El Valencia CF tiene avalada su deuda con Caixabank con el terreno residencial del estadio vigente, unos 150 millones de euros que perdería en caso de un cambio de planeamiento

Foto: Vista del Mestalla con cientos de aficionados manifestándose contra el propietario del club, Peter Lim. (EFE/Biel Aliño)
Vista del Mestalla con cientos de aficionados manifestándose contra el propietario del club, Peter Lim. (EFE/Biel Aliño)

Mestalla cumple 100 años el 20 de mayo de 2023. Es el estadio más antiguo de Primera División. El más auténtico. Los ingleses, que inventaron el juego, lo han situado en la cima. El prestigioso diario The Telegraph lo eligió segundo mejor estadio de Europa en 2016, tan solo por detrás del Westfallen Stadion, del Borussia Dortmund. El periódico destacó “unas gradas con mayor inclinación que te dejan sin respiración, incluso si las has visto mil veces”.

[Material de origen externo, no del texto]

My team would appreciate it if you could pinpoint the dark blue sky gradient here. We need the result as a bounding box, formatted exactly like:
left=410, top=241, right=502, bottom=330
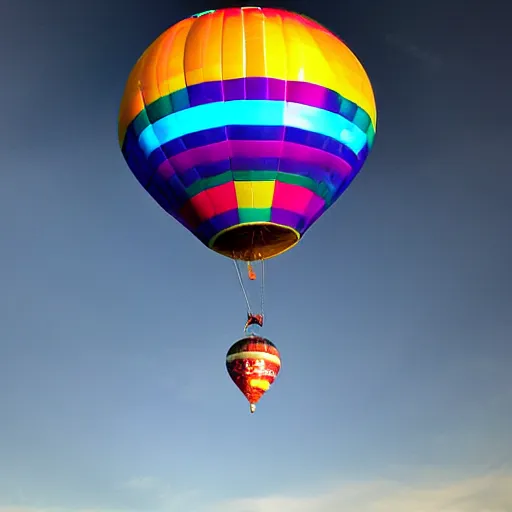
left=0, top=0, right=512, bottom=512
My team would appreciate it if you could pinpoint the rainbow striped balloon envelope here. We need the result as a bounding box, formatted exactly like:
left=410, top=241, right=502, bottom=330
left=119, top=7, right=376, bottom=261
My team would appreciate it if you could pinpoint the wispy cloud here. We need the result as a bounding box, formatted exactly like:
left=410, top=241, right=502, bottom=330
left=204, top=475, right=512, bottom=512
left=0, top=474, right=512, bottom=512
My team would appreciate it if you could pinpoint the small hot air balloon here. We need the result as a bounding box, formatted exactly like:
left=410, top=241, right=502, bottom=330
left=226, top=336, right=281, bottom=413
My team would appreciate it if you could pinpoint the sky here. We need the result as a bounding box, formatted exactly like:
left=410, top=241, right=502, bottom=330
left=0, top=0, right=512, bottom=512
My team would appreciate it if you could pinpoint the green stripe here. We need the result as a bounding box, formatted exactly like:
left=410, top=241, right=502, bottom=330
left=186, top=171, right=332, bottom=204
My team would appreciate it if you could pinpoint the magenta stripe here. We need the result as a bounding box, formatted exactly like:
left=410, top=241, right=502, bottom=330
left=158, top=140, right=352, bottom=177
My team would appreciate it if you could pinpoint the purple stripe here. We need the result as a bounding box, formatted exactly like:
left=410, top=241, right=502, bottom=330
left=183, top=77, right=348, bottom=116
left=158, top=140, right=352, bottom=178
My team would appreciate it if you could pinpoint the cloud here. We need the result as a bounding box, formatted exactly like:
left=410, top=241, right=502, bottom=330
left=207, top=475, right=512, bottom=512
left=0, top=474, right=512, bottom=512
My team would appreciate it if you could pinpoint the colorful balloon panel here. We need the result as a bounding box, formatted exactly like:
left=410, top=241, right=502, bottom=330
left=119, top=7, right=376, bottom=260
left=226, top=336, right=281, bottom=410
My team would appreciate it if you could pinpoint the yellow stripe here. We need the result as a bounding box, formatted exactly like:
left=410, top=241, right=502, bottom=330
left=119, top=8, right=377, bottom=144
left=235, top=181, right=276, bottom=208
left=226, top=352, right=281, bottom=366
left=249, top=379, right=270, bottom=391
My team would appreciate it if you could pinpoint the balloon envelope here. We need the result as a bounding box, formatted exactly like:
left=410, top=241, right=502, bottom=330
left=119, top=7, right=376, bottom=261
left=226, top=336, right=281, bottom=412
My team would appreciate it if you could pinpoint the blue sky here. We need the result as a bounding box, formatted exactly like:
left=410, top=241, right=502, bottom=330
left=0, top=0, right=512, bottom=512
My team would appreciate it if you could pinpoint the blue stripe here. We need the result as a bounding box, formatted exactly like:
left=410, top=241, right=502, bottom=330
left=139, top=100, right=367, bottom=157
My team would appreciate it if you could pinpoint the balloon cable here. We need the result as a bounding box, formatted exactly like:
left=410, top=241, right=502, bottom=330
left=260, top=260, right=265, bottom=316
left=233, top=260, right=251, bottom=313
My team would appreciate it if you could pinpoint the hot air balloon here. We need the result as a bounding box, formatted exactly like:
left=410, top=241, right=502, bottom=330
left=118, top=7, right=377, bottom=327
left=226, top=336, right=281, bottom=413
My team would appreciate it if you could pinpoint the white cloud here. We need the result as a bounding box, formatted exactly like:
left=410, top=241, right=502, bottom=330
left=208, top=475, right=512, bottom=512
left=0, top=474, right=512, bottom=512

Foto: Aficionados del Valencia protestan contra Peter Lim. (EFE/Kai Försterling)

El viejo Mestalla ha resistido una guerra, la riada del 57, diversas remodelaciones y ha acogido un Mundial (1982) y unos Juegos Olímpicos (1992), así como de miles de partidos de los mejores equipos y jugadores. Ha supuesto un icono para la ciudad, accesible paseando desde el centro, y con una salida norte a la autopista que ha evitado grandes atascos en los días de partido. Y, sin embargo, tiene los días contados desde que Juan Soler, el 9 de noviembre de 2006, por motivos meramente especulativos (vender el terreno de la Avenida de Aragón, una zona muy cara de Valencia) y sin apenas contestación social, anunciara la fastuosa construcción de un nuevo estadio, en la Avenida de las Cortes Valencianas, cuyas obras están paradas desde 2009 por falta de financiación y que el Valencia CF confía en reanudar en los próximos meses.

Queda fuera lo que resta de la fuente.